Digital Foundry's Google Stadia Review
By Ryan Borja

Digital Foundry has released their verdict on Google's new Stadia cloud streaming gaming service that released on Tuesday. With the service promising high quality and top end performance, many consumers are looking towards Digital Foundry for their review on the Stadia so they know whether or not the service is worth its subscription price.
Here is what Digital Foundry found in their review of the Google Stadia.
Digital Foundry's Google Stadia Review
The review published on Eurogamer was written by the Technlogy Editor for Digital Foundry, Richard Leadbetter. His analysis focused on the Stadia's highest end of video output, that is ultra HD at 4K resolution, 60 FPS, and HDR support.
His findings found that the service "isn't really complete", citing unreleased features, basic UI, and the service's reliance on its mobile app for various functions.
The analysis also includes tests surrounding the service's latency, pitting the Stadia against the Xbox One X that released in 2017. His findings saw that the Stadia consistently had around 50ms more input lag than the Xbox One X in games like Destiny 2 and Shadow of the Tomb Raider. Leadbetter didn't consider the games "unplayable", as its consistency in latency makes up for the lag.
The article also goes over Stadia's image quality, "calling it the best image quality and latency [he's] seen from a streaming platform", but also questions the capabilities of the platform to be a top-end 4K resolution streaming service, as the quality it produces isn't what you would typically expect from those types of services.

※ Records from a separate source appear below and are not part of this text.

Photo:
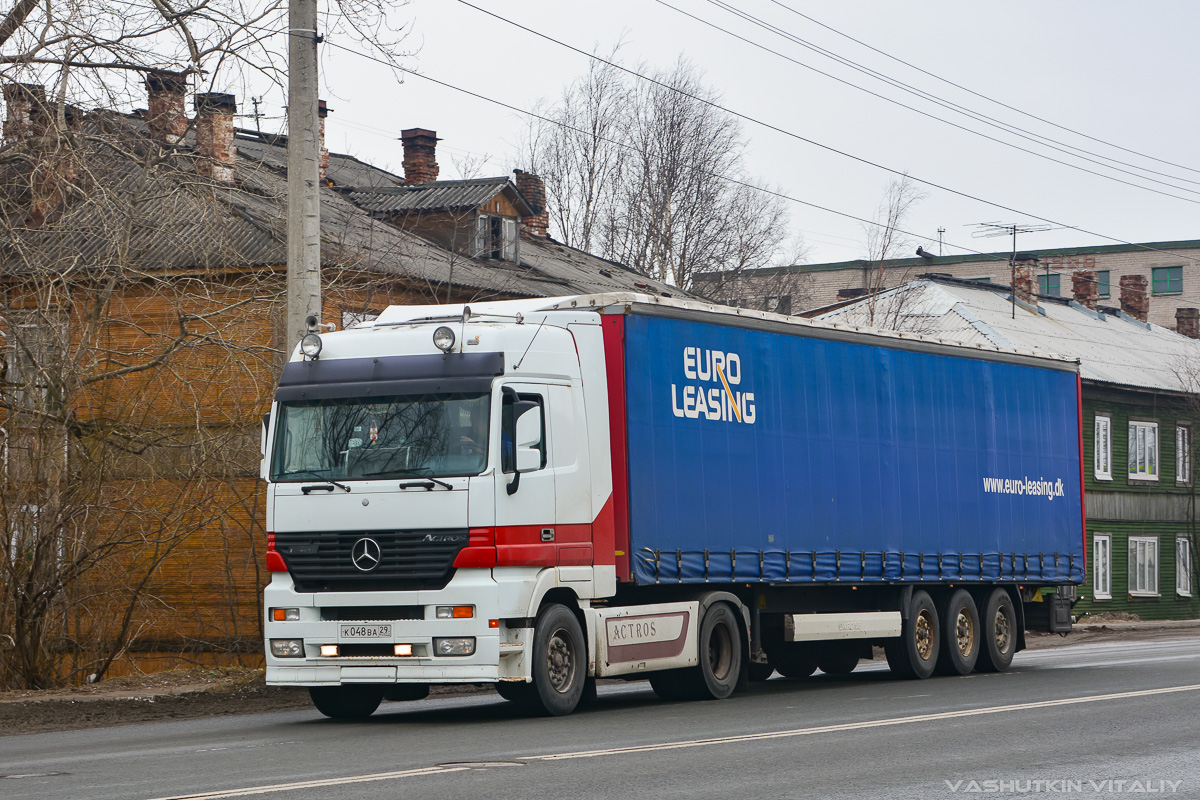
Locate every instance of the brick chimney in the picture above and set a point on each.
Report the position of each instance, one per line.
(1085, 286)
(214, 136)
(1187, 322)
(1025, 281)
(1135, 296)
(28, 115)
(323, 152)
(533, 190)
(420, 155)
(166, 115)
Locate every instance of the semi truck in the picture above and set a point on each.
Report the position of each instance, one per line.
(541, 493)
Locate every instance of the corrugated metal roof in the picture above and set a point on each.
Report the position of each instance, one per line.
(436, 196)
(1111, 348)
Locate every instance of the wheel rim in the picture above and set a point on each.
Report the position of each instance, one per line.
(965, 632)
(720, 651)
(559, 661)
(1003, 638)
(923, 631)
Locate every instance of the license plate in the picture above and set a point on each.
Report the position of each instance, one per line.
(366, 632)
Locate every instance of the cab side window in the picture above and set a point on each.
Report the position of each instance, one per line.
(508, 428)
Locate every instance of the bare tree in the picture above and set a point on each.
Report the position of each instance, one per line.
(651, 174)
(886, 239)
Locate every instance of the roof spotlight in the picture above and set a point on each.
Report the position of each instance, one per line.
(443, 338)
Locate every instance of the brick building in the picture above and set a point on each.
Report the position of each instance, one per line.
(1171, 271)
(142, 296)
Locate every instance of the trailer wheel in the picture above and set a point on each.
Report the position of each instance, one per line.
(793, 660)
(960, 635)
(915, 654)
(838, 659)
(720, 653)
(352, 702)
(1000, 632)
(559, 661)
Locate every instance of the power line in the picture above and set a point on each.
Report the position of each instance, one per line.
(971, 91)
(791, 134)
(943, 103)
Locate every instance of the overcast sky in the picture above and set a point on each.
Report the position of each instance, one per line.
(1121, 72)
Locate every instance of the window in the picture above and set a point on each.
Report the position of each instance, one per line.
(1167, 280)
(1144, 451)
(1144, 566)
(1103, 455)
(496, 238)
(1183, 453)
(780, 305)
(1102, 566)
(1183, 566)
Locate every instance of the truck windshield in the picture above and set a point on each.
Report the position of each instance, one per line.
(377, 438)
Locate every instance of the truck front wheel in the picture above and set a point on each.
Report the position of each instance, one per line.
(999, 632)
(352, 702)
(559, 661)
(915, 654)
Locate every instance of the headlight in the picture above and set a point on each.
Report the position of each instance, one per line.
(310, 346)
(455, 647)
(287, 648)
(443, 338)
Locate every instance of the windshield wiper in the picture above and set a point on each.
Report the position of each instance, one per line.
(306, 489)
(426, 481)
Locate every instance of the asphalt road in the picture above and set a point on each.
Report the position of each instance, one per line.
(1090, 719)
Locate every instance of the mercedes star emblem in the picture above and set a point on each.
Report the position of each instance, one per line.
(365, 554)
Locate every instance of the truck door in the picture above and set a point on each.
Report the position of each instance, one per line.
(525, 517)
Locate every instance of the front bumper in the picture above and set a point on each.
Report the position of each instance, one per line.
(474, 588)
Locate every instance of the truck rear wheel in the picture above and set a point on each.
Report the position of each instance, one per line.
(351, 702)
(915, 654)
(999, 626)
(960, 635)
(559, 661)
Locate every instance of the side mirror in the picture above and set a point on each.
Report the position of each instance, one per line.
(528, 440)
(262, 446)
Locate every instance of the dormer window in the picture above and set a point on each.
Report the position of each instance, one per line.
(496, 238)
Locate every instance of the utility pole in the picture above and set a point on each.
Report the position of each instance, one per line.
(304, 203)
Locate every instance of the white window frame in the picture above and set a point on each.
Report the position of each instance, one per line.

As a streaming service, the quality of the service would of course suffer from compression and latency, which leads Leadbetter to reach the conclusion that the Stadia's tradeoff of of "precision detail and latency" is made up by the platform's convenience, however does require a hefty bandwidth.
Digital Foundry's review on the Google Stadia ends by putting into question of the Google Stadia's release as a full service.